SunshineIndoors123 · 14/04/2023 06:51

@GinnyBee I don't mind rocking and cuddling him to sleep at all, but recently he's been a bit more resistant to being put down in the cot. Usually, I rock him to sleep then put him down, but we've had a few times over the last few weeks where he wakes up as soon as he's put down and then we have to start all over again, and that has happened 2-3 times in a row, so we've been up for hours. So whilst I'm happy rocking him if it continues to work, I'm mindful of the fact he doesn't seem to always go down as well now, and the frequency of that increasing.

He doesn't really have any signs of the sleep deprivation you list, eg, being behind on milestones etc. He's cranky a fair bit which I do often put down to tiredness, but could also be teething, etc. And he's definitely had a bit of separation anxiety recently too.

OP posts:
MaverickSnoopy · 14/04/2023 07:28

I echo everything @ewaw1 says. A couple of things to add. Babies expect to wake up where they got put to sleep, so if they fall asleep in your arms, they'll expect to fall asleep in your arms. Think about if you went to bed in your bed and and woke up in the garden. We also sleep in sleep cycles and it can be hard to transition from one to the next if you are overtired. A standard sleep cycle is 20 minutes, which would explain the bursts of 20 mins. Have a look at cycadium rhythm (I've probably spelt that wrong).

I'm trying to understand the actual quantity of sleep he's getting. It sounds to me like approx 1.5 hours during the day and anywhere between 7-11 hours at night. So aporox 8.5-12.5 hours in a 24 hour period. Typically around 14 hours in 24 is better. While this amount of sleep might be normal for some babies, the fact that what you've previously been doing is no longer working and that his sleep is down, makes me feel that it's not normal for him.

I would 100% focus on the overtiredness as the issue and see what improvement you get. Start by keeping a sleep diary and make some notes about what does or doesn't work. It really helps to build a picture and by default you start to spot patterns. Darkness and white noise is a good start. Does he have a dummy? I was very against them with my first but introduced one for my second at 6mo as she really started struggling with sleep. It really helped. I also used a sling (which she hated at first) to get the initial sleep into her to break the cycle of overtiredness. Sleep feeds sleep but it's getting that initial burst in that's tricky.

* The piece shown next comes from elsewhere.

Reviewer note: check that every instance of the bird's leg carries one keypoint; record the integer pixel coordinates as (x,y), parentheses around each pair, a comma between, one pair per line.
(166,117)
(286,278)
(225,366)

You could try sleep training if you're ready, we found the gentle retreat the best. He can self settle so he has the ability, he just needs to learn how to do it consistently without you holding him. All children are different and will need different types of support to help them sleep. My first was self settling and sleeping through by 9wo, my second by 8mo and my third by 7mo. My second took a lot of hard work but even so it didn't cause her any distress because I gave her lots of support.